De vraag of, kort gezegd, sprake is van onrechtmatig handelen – en de werkgever of werkgeversorganisatie dus (toch wel) gehouden is met de betreffende vakbond in onderhandeling te treden – moet worden beantwoord aan de hand van een afweging van de belangen over en weer, in aanmerking genomen alle omstandigheden van het geval. De Hoge Raad geeft een aantal omstandigheden die de rechter onder meer in aanmerking kan nemen bij deze belangenafweging:

– de representativiteit van de vakbond;
– de belangen die de vakbond nastreeft;
– de deskundigheid en de ervaring van de vakbond met onderhandelingen in de betrokken branche;
– het belang dat onderhandelingen over primaire arbeidsvoorwaarden in het voorliggende geval worden gevoerd door onderhandelaars die onafhankelijk zijn ten opzichte van de werkgever;
– het draagvlak bij de werknemers voor de bestaande wijze waarop wordt onderhandeld over primaire arbeidsvoorwaarden en de aan die wijze verbonden waarborgen voor werknemers;
– de omstandigheid dat bestaande of te voeren onderhandelingen zijn gericht op hetzij een cao, hetzij een andersoortige collectieve regeling over arbeidsvoorwaarden;
– de bezwaarlijkheid van een collectieve actie in het voorliggende geval;
– het gewicht van de bezwaren die de werkgever of de werkgeversorganisatie ten grondslag legt aan de weigering om et de vakbond in onderhandeling te treden.

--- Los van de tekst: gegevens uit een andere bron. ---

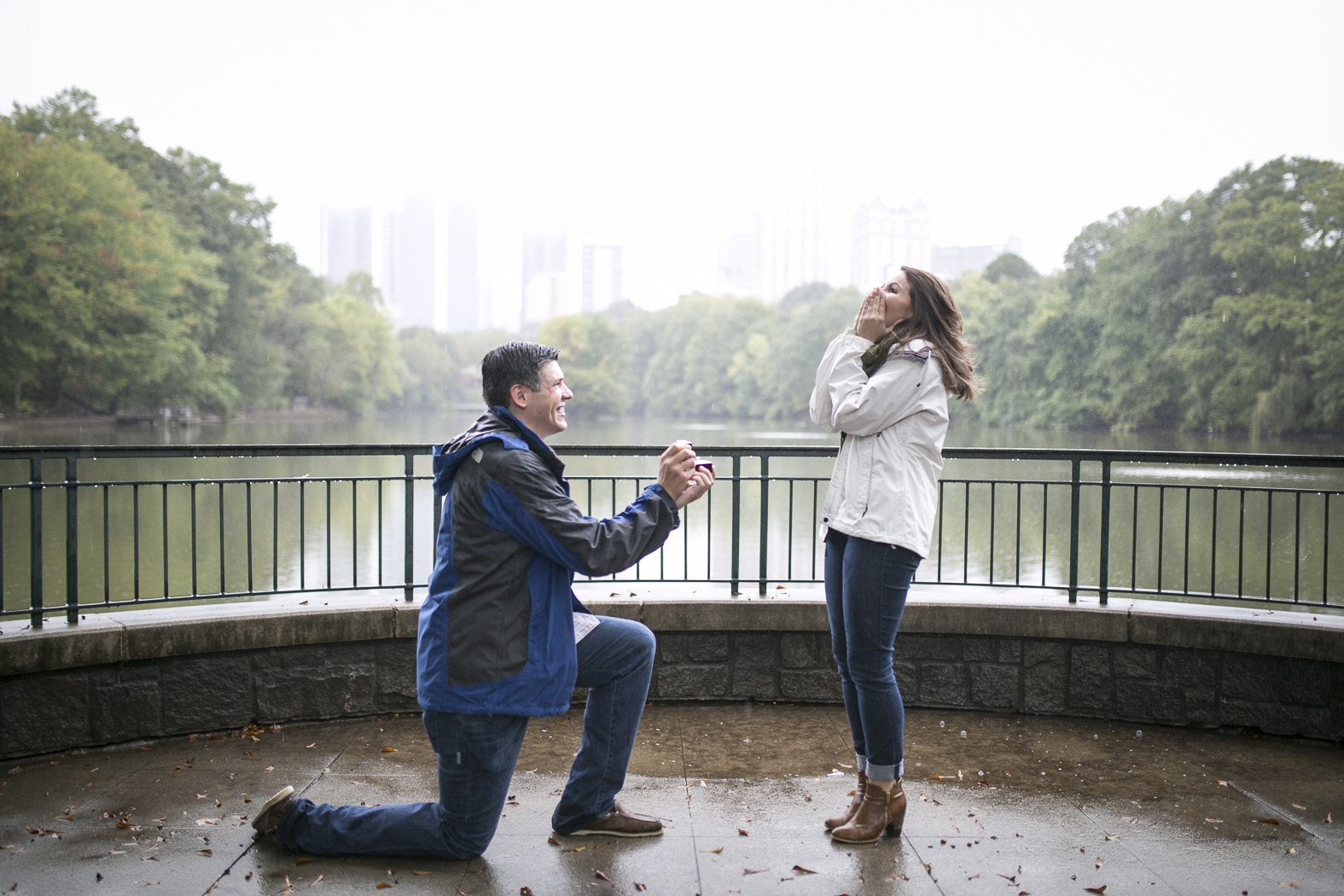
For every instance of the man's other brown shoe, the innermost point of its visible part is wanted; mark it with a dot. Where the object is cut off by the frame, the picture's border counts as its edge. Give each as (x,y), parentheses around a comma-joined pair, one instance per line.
(619,823)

Het ligt, zo vervolgt de Hoge Raad, op de weg van de vakbond die in onderhandeling wil treden om te stellen welke omstandigheden in een concreet geval meebrengen dat de weigering van de werkgever of de werkgeversorganisatie hierover met haar in onderhandeling te treden, onrechtmatig is.

Uitspraak van het hof blijft in stand

Terug naar de onderhavige zaak. Het hof heeft overwogen dat het TUI in beginsel niet vrij staat om te weigeren met FNV te onderhandelen en het overleg met de OR te handhaven indien FNV (voldoende) representatief is. Dat uitgangspunt geldt hier echter niet, omdat geen sprake is van lopende cao-onderhandelingen (zie hiervóór). Toch kan het oordeel van het hof in stand blijven. Want, zo overweegt de Hoge Raad, het hof heeft dit uitgangspunt uiteindelijk niet toegepast. Het heeft in het kader van de onrechtmatigheidstoetsing een belangenafweging gemaakt waarbij het alle relevante omstandigheden van het geval heeft betrokken. De beslissing van het hof wordt zelfstandig gedragen door de uitkomst van die omstandigheden. Het oordeel van het hof geeft dus geen blijk van een onjuiste rechtsopvatting; het kan, verweven als het is met waarderingen van feitelijke aard, in cassatie niet verder wordt getoetst, aldus de Hoge Raad.

De Hoge Raad verwerpt het cassatieberoep, overeenkomstig de conclusie van A-G de Bock.